Evidence clearly shows positive economic impacts of decarbonization for most countries, and for the global economy, according to a leading expert in climate policy and economics.
The global net benefits of decarbonization are unequivocal, Professor Paul Ekins argues, and become even more compelling when the health benefits of reducing local air pollution from the burning of fossil fuels are factored in.
Professor Ekins has set out a clear map to achieving ‘real zero’ (as opposed to ‘net zero’) carbon dioxide emissions by 2050, and negative emissions thereafter, which he says ‘is the only way to stop human-induced climate change’.
Net zero refers to balancing out greenhouse gas production with offsetting schemes, whereas ‘real zero’ means no carbon is produced at all.
How to stop climate change
In his new book, Stopping Climate Change, Professor Ekins sets out concisely the science, the politics and the possibilities for zero greenhouse gas emissions.
Professor Ekins is Professor of Resources and Environmental Policy at the Institute for Sustainable Resources, University College London (UCL) and as an economist he has consulted businesses and government for decades on economically beneficial climate prevention.
The book covers all aspects of the technology, policy and market developments needed to solve the climate problem, spelling out what is happening and what is not, and what could and should be done to deliver real net zero and genuine climate security.
Professor Ekins explains: “To reach the Paris 1.5oC target the top-level priorities are clear: stop emitting carbon dioxide and methane from the production and burning of fossil fuels, stop deforestation.
“We must start removing carbon dioxide from the atmosphere at scale, by sequestering it underground, and in land (in new forests and in soils) and the oceans.”
What are the obstacles?
Ekins also identifies the major obstacles to stopping climate change, including the fossil fuel industry and governments that continue to subsidize fossil fuels.
He says: “The fossil fuel industry is determined to produce far more oil and gas than is consistent with the Paris 1.5oC target, and uses its huge power for systematic misinformation and lobbying.”
Ekins also criticizes the ‘voluntary carbon market’, whereby some companies pay other companies to buy ‘carbon offsets’ that do not sequester carbon in order to keep on emitting themselves.
“There is a lot of misinformation out there, with politicians who believe (wrongly) that the transition to low-carbon energy will make the ‘cost of living’ crisis worse for their citizens, and members of the public who think that switching to no or low carbon alternatives will leave them out-of-pocket.
“It’s up to governments to correct this false narrative,” he argues, “but some, like the UK Government, actually seem to have bought into that narrative”.
He also suggests governments should further incentivize investment by the private sector in low-carbon infrastructure and halt continuing investment in high-carbon infrastructure, including new oil and gas licenses and coal mines.
Ekins cites Cambridge Econometrics assessment that achieving the UK’s 2050 net- zero target would lead to an increase in UK GDP of 2% by 2030 and 3% by 2050, and adds: “In the light of such evidence it is remarkable that the myth persists that decarbonization in general, and UK decarbonization in particular, will be unaffordable.”
Professor Ekins gives a realistic assessment of the widespread changes that are needed, from investing in energy efficiency in buildings, transport and industry to accelerating the deployment of renewables, especially in developing and emerging economies.
“Removal of the obstacles to decarbonization is critical and urgent, and there is no reason why it couldn’t be addressed right away.

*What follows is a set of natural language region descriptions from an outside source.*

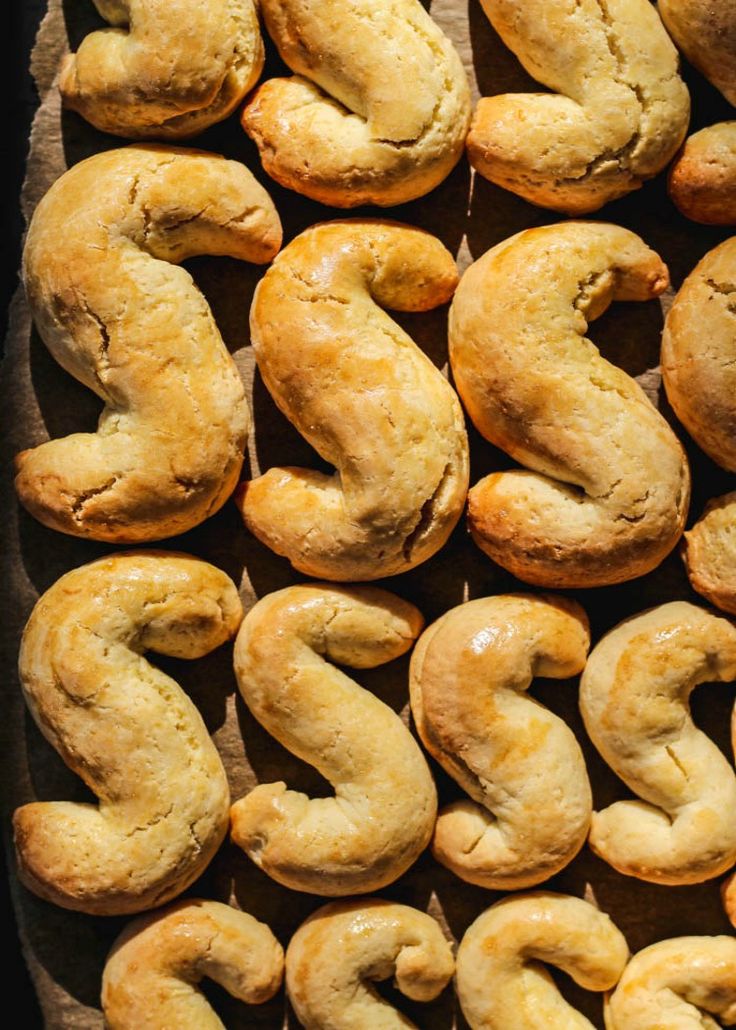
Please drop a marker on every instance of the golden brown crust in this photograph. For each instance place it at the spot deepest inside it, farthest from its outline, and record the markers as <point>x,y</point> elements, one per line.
<point>702,178</point>
<point>100,270</point>
<point>107,711</point>
<point>168,69</point>
<point>634,700</point>
<point>728,890</point>
<point>518,761</point>
<point>709,553</point>
<point>364,397</point>
<point>674,984</point>
<point>705,32</point>
<point>152,970</point>
<point>343,948</point>
<point>608,494</point>
<point>699,354</point>
<point>501,984</point>
<point>383,813</point>
<point>618,113</point>
<point>378,110</point>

For example, creating an electricity grid that can accommodate a high share of variable and intermittent renewables must happen at speed,” he explains.
He also outlines a series of economic actions including incentivizing lower-meat diets where current diets are bad for health and providing appropriate incentives for farmers to produce ecosystem services as well as food.
“Clearly governments need to introduce policy mixes to achieve these objectives involving economic instruments (e.g. taxes and subsidies), regulation, information measures and innovation support, while ensuring that those on low incomes are not adversely affected,” he explains.